Language Independent Metadata Browsing of European Resources
LIMBER involved five national social science data archives of the UK, Germany, Greece, France and Norway who came together to develop a multilingual user interface to the data stored in social science archives across Europe.
Social science archives contain the datasets from many studies by governments and academia. The datasets are described by common metadata, using a set of terms defined in a common multilingual thesaurus. The LIMBER project developed multilingual tools to support user access to the data stored at social science archives across Europe and to integrate it with data from other domains. This made the information available throughout Europe for users to retrieve and communicate in the language(s) of their choice, as a basis for further research, policy making and planning by individuals, companies and government organisations.
The data themselves were coded alphanumeric data from many thousands of social studies, so the data itself did not require translation, only the metadata, defining the fields, code values etc. used to interpret it.

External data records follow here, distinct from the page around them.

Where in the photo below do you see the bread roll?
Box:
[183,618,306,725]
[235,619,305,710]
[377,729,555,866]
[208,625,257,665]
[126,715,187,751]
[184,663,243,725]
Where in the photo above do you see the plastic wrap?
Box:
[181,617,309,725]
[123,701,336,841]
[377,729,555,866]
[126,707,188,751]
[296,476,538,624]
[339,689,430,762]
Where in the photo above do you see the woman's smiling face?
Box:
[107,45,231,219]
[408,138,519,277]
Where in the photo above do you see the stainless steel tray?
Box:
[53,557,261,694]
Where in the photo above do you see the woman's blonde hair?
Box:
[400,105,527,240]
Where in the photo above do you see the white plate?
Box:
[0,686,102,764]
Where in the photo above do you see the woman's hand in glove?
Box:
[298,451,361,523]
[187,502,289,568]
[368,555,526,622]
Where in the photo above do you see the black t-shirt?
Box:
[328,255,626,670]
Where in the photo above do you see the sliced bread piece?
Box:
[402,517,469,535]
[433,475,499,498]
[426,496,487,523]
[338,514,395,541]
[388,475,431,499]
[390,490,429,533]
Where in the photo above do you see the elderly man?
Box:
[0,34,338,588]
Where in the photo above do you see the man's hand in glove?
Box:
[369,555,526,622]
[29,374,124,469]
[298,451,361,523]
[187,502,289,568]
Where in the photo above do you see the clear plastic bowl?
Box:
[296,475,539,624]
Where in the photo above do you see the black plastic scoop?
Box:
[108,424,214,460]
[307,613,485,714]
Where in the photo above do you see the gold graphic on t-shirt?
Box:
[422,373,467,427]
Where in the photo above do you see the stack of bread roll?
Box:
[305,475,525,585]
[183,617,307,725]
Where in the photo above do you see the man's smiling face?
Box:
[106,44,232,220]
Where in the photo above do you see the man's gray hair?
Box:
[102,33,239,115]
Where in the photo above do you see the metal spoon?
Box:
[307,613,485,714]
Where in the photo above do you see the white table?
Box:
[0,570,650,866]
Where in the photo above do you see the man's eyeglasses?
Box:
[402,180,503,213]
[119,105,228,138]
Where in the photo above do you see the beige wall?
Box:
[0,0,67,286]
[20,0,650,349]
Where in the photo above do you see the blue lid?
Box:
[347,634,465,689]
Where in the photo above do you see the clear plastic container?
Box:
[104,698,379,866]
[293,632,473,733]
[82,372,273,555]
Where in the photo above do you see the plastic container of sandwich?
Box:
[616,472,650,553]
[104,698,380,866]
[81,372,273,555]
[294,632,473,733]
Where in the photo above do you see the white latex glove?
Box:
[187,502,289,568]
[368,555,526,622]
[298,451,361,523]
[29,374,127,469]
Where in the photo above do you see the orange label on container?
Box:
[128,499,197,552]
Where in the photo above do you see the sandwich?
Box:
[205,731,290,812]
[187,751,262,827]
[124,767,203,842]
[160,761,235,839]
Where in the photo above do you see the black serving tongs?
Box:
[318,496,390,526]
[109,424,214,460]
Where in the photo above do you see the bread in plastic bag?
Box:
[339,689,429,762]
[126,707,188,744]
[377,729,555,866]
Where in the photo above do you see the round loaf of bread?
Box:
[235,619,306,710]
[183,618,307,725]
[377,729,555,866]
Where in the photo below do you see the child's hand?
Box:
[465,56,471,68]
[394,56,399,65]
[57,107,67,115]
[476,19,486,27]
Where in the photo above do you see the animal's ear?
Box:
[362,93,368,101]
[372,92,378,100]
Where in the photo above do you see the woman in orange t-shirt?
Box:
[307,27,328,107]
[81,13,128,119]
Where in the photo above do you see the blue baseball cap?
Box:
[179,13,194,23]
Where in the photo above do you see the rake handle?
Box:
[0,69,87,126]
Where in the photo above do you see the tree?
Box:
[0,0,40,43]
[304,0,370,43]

The key objectives were to:
- research and evaluate a metadata model and representation (in XML and RDF) for social science datasets to allow their integration within and across data archives
- develop and evaluate a multilingual thesaurus to be used to index and access social science datasets in data archives
- develop and evaluate a multilingual query and retrieval tool to assist queries and retrieval with explanations, drawing on the multilingual thesaurus to allow queries to dataset archives to be made in several languages with keyword and phrase translation in the retrieved data and metadata
- develop and evaluate tools to support the construction and maintenance of datasets in an archive using automatic indexing, drawing on the multilingual thesaurus
- evaluate an XML metadata server using the metadata model and representation for social science datasets and the multilingual thesaurus
To construct the multilingual interface, a multilingual thesaurus of social science terms was constructed. A metadata model was developed using the World Wide Web Consortium (W3C) standard for metadata - Resource Description Framework (RDF) to allow the construction of semantic definitions of terms in the thesaurus, making them more interpretable by users, and provide a standard basis for query and retrieval tools. These two elements have provided the basis for world wide access in a user's own language to these valuable data resources. Tools were also developed to construct and maintain the metadata.
The UK Data Archive led the multilingual thesaurus development which was based on the Archive's own HASSET thesaurus.